De acordo com um relatório de Centro de Estudos Estratégicos e Internacionais (CSIS), um centro de pesquisa americano autorizado, publicou na quarta-feira, 1º de julho, dois milhões de soldados foram mortos, feridos ou desaparecidos desde o início da guerra na Ucrânia. E precisamente do lado russo as perdas são maiores: 1,4 milhões de soldados feridos ou mortos, dos quais 450 mil morreram.
A intensificação dos ataques perpetrados pela Ucrânia pode ser vista nas estatísticas. Desde o início de 2026, a Rússia perdeu em média oito soldados, enquanto a Ucrânia perdeu um. No final de 2025, era mais provável que tivéssemos uma proporção de dois ou três soldados russos feridos ou mortos por cada ucraniano.
Primeiro, do lado ucraniano, os ataques de drones controlados pela IA estão a tornar-se cada vez mais precisos. E a estratégia de ataque profundo de Kiev está a dar frutos. Não se trata mais de ganhar território, mas de infligir tantas perdas quanto possível ao inimigo.
Durante uma reunião com soldados no Kremlin em 12 de junho, o presidente russo Vladimir Putin também reconheceu esta intensificação dos ataques com drones: “vemos que o inimigo está ampliando o uso deste equipamento militar principalmente para um propósito: divide a sociedade russa, mina a nossa moral e espírito, cria confusão entre os cidadãos russos e causa danos económicos. Mas eles não terão sucesso.”

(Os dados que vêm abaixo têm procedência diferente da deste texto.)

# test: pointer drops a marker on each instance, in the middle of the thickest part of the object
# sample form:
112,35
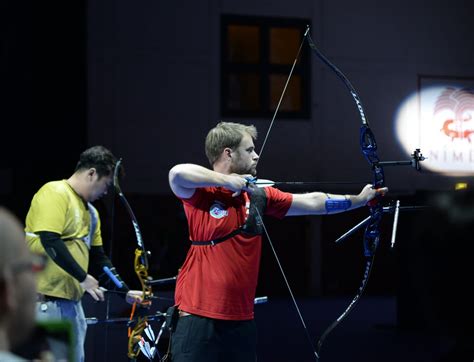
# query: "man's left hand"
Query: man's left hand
134,296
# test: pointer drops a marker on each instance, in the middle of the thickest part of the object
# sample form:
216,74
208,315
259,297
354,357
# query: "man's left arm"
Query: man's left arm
320,203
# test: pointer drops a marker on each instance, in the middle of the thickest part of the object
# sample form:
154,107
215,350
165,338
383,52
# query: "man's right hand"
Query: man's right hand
238,183
91,286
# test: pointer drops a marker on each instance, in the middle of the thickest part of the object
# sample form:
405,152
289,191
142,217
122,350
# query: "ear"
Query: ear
227,152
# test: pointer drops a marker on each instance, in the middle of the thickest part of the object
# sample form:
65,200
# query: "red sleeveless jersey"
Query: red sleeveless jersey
220,281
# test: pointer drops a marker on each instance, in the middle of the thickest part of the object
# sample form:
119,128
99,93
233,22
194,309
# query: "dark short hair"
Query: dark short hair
97,157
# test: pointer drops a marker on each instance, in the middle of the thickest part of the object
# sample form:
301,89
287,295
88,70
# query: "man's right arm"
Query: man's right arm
58,252
185,178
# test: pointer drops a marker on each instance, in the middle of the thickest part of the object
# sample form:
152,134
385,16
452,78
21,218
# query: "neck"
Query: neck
75,182
222,167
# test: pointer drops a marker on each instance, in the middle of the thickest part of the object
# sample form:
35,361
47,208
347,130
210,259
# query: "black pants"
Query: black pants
200,339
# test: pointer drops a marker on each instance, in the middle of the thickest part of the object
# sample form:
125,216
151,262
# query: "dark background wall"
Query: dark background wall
143,80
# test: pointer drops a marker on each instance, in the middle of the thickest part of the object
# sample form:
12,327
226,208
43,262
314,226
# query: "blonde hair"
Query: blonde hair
226,134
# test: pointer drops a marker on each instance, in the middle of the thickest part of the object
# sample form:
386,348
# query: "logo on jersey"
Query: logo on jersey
218,210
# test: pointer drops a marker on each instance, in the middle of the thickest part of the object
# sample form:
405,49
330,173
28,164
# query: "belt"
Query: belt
47,298
182,313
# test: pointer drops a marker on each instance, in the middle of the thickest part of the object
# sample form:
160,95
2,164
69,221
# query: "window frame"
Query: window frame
264,69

No entanto, os militares russos mostram sinais de desgaste. No seu relatório, o CSIS fala de moral baixo, mas também de tácticas ineficazes, de dificuldade em conduzir operações conjuntas entre diferentes exércitos e até de problemas de corrupção. Os novos recrutas são mal treinados, o que obviamente afecta a tomada de decisões e a capacidade de organizar ataques.

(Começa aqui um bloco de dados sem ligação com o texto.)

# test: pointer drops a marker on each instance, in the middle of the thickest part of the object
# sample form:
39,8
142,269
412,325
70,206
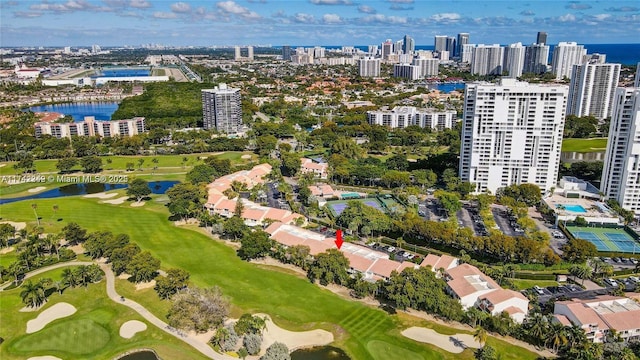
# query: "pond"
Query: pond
320,353
157,187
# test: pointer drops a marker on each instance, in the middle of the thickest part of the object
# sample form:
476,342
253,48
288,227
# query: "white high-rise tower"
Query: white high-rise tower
621,174
512,134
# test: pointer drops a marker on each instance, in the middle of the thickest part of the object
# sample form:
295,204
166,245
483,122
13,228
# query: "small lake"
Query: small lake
157,187
99,110
320,353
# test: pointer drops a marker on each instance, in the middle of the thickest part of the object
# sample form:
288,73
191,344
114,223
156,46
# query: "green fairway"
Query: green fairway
291,301
584,145
91,333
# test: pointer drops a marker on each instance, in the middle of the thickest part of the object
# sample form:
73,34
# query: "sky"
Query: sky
311,22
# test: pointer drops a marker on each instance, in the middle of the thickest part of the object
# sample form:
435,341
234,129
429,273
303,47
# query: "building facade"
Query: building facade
512,134
221,109
592,88
621,174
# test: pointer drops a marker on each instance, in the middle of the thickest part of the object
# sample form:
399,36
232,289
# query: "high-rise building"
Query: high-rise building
621,173
286,53
369,67
512,134
592,89
536,58
513,60
487,60
463,39
221,109
541,38
408,45
440,43
565,55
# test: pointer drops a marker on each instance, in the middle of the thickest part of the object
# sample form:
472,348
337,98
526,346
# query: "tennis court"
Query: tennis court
607,239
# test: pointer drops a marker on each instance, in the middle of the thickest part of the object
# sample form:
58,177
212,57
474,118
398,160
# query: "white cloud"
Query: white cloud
332,19
181,7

A Rússia não tem militares. As perdas mensais russas (30.000) superam os recrutamentos (27.000). Para reforçar as suas tropas, a Rússia está a considerar lançar uma nova campanha de mobilização. O assunto está em discussão, segundo a mídia russa independente. Poderia concretizar-se após as eleições de Setembro para a Duma, o Parlamento Russo.
A estratégia de aumentar os bónus, recrutar nas prisões e utilizar estrangeiros para combater tem mostrado os seus limites. Mas chamar os russos ao escritório de recrutamento não é isento de riscos para Vladimir Putin. A população está farta da guerra e começa a ver as suas consequências concretas, especialmente com a falta de combustível. A mobilização de setembro de 2022 provocou manifestações e uma onda de afastamentos. Foi apresentada a cifra de 700 mil saídas para o exterior. O presidente russo tem, portanto, muito a perder ao relançar tal campanha.